Although Rackley says that the name actually comes from the area around Beaufort Inlet, which was historically called Topsail Inlet, it’s fitting for the history of pirate activity in the Cape Fear.
Naturally, some of these pirates died in these sorties, leaving their plundering souls to haunt their watery graves.
“There’s an old fisherman’s tale that speaks of ghost ships just south of Topsail, in Rich’s Inlet,” Rackley says. “My father was a fisherman, so, I never really believed him. But when I was 12 or 13 I saw it with my own eyes.”
Rackley says that one day, he was out fishing the inlet, near Lea Island, with his father. As they passed through, his father pointed to the radar image, which paints a picture of things, like low clouds or ships, above the water.

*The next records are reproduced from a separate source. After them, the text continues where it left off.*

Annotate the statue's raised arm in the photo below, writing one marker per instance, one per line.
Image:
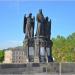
(24, 24)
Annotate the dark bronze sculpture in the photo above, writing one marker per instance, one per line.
(47, 26)
(28, 27)
(40, 45)
(40, 23)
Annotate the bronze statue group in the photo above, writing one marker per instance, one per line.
(43, 25)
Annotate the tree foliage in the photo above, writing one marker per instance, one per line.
(64, 48)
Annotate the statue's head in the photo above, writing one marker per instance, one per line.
(40, 11)
(30, 14)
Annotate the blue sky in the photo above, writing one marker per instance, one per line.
(62, 14)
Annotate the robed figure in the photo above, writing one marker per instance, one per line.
(47, 27)
(28, 27)
(40, 23)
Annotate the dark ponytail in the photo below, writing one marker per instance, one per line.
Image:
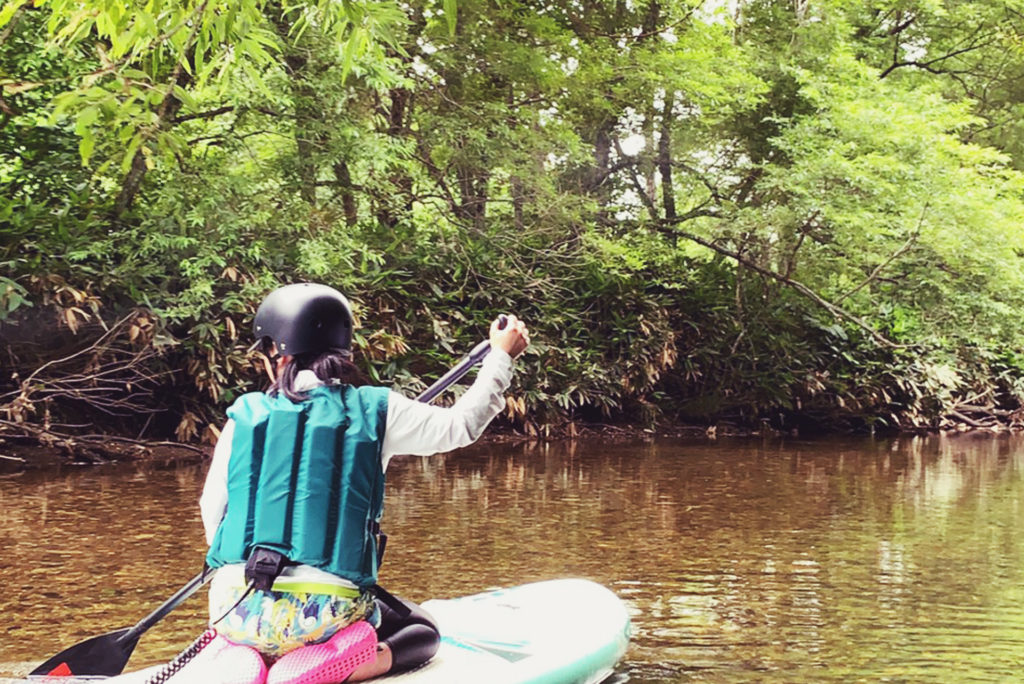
(331, 367)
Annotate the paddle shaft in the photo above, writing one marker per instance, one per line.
(442, 383)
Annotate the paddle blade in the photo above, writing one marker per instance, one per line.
(107, 654)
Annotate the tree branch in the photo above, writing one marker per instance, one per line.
(836, 310)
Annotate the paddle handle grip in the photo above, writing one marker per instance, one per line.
(462, 368)
(442, 383)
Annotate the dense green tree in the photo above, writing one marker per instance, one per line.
(763, 211)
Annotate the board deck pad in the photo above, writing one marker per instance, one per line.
(555, 632)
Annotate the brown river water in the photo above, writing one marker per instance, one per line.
(875, 560)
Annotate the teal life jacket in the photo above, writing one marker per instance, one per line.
(305, 480)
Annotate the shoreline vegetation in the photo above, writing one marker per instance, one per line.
(758, 217)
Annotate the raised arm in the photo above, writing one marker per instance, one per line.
(416, 428)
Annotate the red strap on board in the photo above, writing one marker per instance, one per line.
(60, 671)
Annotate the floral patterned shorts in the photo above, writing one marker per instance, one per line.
(278, 622)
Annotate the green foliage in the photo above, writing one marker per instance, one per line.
(767, 211)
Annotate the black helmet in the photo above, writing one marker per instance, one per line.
(304, 317)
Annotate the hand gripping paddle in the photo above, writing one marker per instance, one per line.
(108, 654)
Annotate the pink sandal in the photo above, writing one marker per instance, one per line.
(329, 663)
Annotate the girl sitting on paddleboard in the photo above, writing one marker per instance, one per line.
(294, 495)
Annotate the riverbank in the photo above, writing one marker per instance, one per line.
(16, 454)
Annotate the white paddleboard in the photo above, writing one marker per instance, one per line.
(555, 632)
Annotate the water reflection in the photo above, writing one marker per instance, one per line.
(877, 560)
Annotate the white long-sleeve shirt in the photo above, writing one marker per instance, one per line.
(413, 428)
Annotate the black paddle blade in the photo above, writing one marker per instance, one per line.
(107, 654)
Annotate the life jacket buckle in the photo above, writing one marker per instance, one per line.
(263, 567)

What he saw, he’ll never forget. Their radar registered a mark, but without a soul in sight.
“It was broad daylight, and there was nothing there, but the radar sure said there was,” he said.
According to Rackley, the mark began to slowly turn out of the inlet, falling in behind their boat, almost as if in pursuit.
After picking up speed, he says the mark slowly faded away, returning to guard long lost treasure in its watery grave. Could this simply be an anomaly, or is there more at play?
Rackley says he isn’t sure, but he knows his history, and he knows what he saw that day.